Но самого Л. Н-ча эта среда далеко не удовлетворяла. И оно не могло быть иначе. Стоит прочесть воспоминания литераторов того времени, как, например, Герцена, Панаева, Фета и др., самого разнородного направления, чтобы прийти к весьма грустным выводам о нравственной слабости этих людей, мнивших себя руководителями человечества; вспомните некрасовские обеды, попойки Герцена, Кетчера и Огарева, тургеневскую утонченную еду, все эти дружеские беседы, немыслимые тогда без большого количества шампанского, охоты, карт и т. д., – и вам горько станет за праздность и низменность интересов этих людей, не видавших всего зла этих оргий, перемешанных с проповедью народолюбия и всяческого прогресса. Среди всего этого бесстыдства, продолжающегося, быть может, в иной форме и до сего дня, раздался лишь один голос обличения и самобичевания человека, душа которого не могла вынести этого самообмана. Это был голос Л. Н. Толстого.

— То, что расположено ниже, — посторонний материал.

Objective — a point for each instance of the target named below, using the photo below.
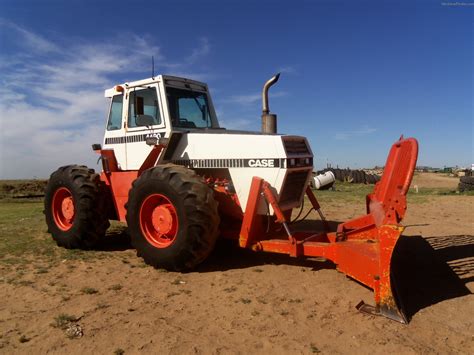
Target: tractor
(180, 182)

В своей исповеди он дает такую картину нравов тогдашнего литературного общества, т. е. общества конца 50-х и начала 60-х годов. Вот его слова:
«И не успел я оглянуться, как сословные писательские взгляды на жизнь тех людей, с которыми я сошелся, усвоились мною и уже совершенно изгладили во мне все мои прежние попытки сделаться лучше. Взгляды эти под распущенность моей жизни подставили теорию, которая ее оправдывала.
Взгляды на жизнь этих людей, моих сотоварищей по писанию, состояли в том, что жизнь вообще идет развиваясь, и что в этом развитии главное участие принимаем мы, люди мысли, а из людей мысли главное влияние имеем мы – художники, поэты. Наше призвание – учить людей. Для того же, чтобы не представился тот естественный вопрос самому себе: что я знаю и чему мне учить, – в теории этой было выяснено, что этого и не нужно знать, а что художник и поэт бессознательно учат. Я считался чудесным художником и поэтом, и потому мне очень естественно было усвоить эту теорию. Я – художник, поэт – писал и учил, сам не зная чему. Мне за это платили деньги, у меня было прекрасное кушанье, помещение, женщины, общество; у меня была слава. Стало быть, то, чему я учил, было очень хорошо.
Вера эта в значение поэзии и в развитие жизни была вера, и я был одним из жрецов ее. Быть жрецом ее было очень приятно и выгодно. И я довольно долго жил в этой вере, не сомневаясь в ее истинности. Но на второй и в особенности на третий год такой жизни я стал сомневаться в непогрешимости этой веры и стал ее исследовать. Первым поводом к сомнению было то, что я стал замечать, что жрецы этой веры не все были согласны между собой. Одни говорили: мы – самые хорошие и полезные учители; мы учим тому, что нужно, а другие учат неправильно. А другие говорили: нет – мы настоящие, а вот вы учите неправильно. И они спорили, ссорились, бранились, обманывали, плутовали друг против друга.
Кроме того, было много между нами людей и не заботящихся о том, кто прав, кто не прав, а просто достигающих своих корыстных целей с помощью этой нашей деятельности. Все это заставило меня усомниться в истинности этой веры.
Кроме того, усомнившись в истинности самой веры писательской, я стал внимательнее наблюдать жрецов ее и убедился, что почти все жрецы этой веры, писатели, были люди безнравственные и в большинстве люди плохие, ничтожные по характерам – много ниже тех людей, которых я встречал в моей прежней разгульной и военной жизни, но самоуверенные и довольные собой, как только могут быть довольны люди совсем святые или такие, которые и не знают, что такое святость. Люди эти мне опротивели, и сам себе я опротивел, и я понял, что вера эта – обман.